Compared to haemodialysis, the technique is advantageous because it cuts down the frequent visits to hospital, avoids blood loss — problem inherent to haemodialysis and it is more comforting to people with cardiac ailments too. Since it is a continuous process, patients do not develop any swelling in the body or have any breathing problem. It also permits a patient to take a normal diet.

"When I introduced the technique, there were 40 patients ready to try it out." One of his patients had been doing CAPD for the last 23 years, he said. About 8 per cent of his patients have been doing it for the last 10 years, he added.

This treatment modality is not in competition with other modalities, he said. All the three modalities during a renal failure are complementary to each other, Prof. Oreopoulus said. Haemodialysis, peritoneal dialysis and kidney transplant are the three modalities.

Worldwide, only 15 per cent of renal failure patients are on peritoneal dialysis, while the rest are on haemodialysis, he said.

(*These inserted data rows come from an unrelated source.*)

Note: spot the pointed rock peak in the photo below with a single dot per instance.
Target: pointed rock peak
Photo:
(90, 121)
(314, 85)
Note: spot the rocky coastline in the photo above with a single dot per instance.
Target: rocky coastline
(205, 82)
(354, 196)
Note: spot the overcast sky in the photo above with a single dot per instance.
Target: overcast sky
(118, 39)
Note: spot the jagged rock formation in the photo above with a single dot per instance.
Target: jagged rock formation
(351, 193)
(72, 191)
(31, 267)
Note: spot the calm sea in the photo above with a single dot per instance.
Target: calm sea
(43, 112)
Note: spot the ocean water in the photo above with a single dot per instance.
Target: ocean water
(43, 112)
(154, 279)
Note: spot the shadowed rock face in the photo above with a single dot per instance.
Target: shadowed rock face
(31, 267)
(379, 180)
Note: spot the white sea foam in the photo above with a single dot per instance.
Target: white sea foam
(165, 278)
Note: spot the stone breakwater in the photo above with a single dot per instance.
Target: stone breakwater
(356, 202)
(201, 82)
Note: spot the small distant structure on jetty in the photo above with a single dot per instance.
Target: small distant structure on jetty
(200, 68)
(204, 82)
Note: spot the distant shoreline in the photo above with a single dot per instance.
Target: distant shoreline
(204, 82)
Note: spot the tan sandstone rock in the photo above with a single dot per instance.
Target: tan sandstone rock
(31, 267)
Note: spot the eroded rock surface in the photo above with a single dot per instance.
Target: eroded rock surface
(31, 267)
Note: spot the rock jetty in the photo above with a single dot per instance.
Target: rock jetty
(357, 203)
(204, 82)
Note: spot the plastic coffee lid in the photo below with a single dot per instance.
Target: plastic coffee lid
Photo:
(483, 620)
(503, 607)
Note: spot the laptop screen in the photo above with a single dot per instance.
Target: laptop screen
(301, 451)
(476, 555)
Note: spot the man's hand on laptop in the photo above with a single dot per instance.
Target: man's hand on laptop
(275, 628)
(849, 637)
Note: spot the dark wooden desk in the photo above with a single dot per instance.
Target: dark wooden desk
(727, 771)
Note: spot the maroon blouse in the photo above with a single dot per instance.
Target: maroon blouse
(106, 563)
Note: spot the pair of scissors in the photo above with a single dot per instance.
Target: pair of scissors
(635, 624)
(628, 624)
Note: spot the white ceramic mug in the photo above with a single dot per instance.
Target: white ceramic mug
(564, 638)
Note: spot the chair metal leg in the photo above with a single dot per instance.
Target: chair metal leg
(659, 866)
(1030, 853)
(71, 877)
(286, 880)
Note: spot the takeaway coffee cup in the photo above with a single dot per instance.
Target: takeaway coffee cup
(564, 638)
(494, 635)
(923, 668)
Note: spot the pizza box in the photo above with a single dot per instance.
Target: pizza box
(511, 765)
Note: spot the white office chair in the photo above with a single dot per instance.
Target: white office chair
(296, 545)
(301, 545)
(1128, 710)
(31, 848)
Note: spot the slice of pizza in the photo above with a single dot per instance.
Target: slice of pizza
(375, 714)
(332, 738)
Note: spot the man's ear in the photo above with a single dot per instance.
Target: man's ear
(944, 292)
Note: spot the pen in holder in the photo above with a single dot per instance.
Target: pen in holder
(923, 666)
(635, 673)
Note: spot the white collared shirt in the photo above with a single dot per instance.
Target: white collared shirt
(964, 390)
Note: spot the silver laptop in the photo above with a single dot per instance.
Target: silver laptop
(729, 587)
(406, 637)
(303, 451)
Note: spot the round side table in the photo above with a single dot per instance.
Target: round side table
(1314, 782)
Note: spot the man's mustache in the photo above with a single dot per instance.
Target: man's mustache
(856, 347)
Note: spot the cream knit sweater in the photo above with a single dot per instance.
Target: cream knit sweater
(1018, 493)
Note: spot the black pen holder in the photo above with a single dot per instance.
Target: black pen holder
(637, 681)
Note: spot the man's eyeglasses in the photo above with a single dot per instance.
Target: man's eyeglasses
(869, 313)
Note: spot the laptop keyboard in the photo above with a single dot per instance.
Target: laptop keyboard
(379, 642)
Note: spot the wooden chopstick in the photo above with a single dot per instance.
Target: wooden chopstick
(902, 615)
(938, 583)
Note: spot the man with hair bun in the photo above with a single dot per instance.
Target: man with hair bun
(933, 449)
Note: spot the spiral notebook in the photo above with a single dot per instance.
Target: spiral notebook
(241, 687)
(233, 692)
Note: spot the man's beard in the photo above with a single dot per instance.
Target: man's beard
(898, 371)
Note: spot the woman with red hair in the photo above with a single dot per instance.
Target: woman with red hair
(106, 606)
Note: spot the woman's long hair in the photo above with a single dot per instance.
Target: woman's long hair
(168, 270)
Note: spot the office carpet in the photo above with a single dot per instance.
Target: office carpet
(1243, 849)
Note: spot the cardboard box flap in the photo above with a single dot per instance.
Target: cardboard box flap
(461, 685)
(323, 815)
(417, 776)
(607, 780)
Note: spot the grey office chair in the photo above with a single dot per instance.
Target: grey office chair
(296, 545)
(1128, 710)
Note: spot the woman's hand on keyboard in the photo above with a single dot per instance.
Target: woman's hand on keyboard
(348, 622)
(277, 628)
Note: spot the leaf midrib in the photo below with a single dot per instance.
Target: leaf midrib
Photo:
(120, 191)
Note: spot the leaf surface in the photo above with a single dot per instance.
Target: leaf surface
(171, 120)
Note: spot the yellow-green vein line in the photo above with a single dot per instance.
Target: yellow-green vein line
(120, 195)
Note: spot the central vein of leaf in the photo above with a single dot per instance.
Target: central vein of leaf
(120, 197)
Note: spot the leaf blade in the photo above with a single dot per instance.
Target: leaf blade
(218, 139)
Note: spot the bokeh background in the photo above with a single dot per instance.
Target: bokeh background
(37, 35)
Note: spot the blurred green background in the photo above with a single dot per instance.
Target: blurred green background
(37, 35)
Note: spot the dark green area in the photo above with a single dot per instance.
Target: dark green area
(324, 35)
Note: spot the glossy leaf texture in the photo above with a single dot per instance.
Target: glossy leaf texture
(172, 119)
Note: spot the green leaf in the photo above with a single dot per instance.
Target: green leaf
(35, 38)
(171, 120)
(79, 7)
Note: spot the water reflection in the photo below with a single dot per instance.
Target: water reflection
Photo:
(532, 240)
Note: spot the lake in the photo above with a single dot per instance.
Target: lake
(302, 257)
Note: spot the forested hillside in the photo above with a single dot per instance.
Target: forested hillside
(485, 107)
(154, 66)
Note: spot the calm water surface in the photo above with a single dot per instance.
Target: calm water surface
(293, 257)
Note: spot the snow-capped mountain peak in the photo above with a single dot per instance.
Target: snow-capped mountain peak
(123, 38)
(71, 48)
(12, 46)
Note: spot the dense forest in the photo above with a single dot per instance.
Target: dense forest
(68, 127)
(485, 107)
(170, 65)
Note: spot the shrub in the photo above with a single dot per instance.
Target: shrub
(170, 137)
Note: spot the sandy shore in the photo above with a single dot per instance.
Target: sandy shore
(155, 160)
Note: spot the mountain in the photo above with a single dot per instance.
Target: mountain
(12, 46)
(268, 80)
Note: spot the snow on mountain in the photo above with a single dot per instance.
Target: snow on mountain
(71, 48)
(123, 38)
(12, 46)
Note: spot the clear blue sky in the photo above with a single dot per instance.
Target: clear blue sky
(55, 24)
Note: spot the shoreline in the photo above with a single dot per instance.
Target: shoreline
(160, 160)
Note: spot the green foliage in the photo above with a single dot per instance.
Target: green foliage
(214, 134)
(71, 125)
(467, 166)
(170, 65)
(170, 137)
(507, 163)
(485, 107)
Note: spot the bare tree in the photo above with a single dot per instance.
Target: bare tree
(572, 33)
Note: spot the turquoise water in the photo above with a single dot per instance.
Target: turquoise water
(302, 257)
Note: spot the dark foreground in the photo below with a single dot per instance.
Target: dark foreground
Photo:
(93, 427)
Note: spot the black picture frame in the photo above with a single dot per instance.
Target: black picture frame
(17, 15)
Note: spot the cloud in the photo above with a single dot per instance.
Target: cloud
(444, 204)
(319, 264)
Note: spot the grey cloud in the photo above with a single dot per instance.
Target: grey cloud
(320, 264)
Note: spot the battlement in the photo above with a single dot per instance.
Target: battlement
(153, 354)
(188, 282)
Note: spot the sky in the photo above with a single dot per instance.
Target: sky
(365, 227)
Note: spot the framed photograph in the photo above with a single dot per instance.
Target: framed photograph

The disadvantages are development of peritonitis, an infection of the peritoneum because of the use of catheter used to fill the fluid into the abdomen and drain it; is a common infection and there will be damage to the peritoneum membrane because of the high concentration of solution. One of the side effects can be a rise in the blood sugar level too. Pharmaceutical companies have developed better solutions to beat these disadvantages, Dr. Oreopoulus said. Better solutions at a better cost will definitely help in many renal-failure patients lead quality life, he added.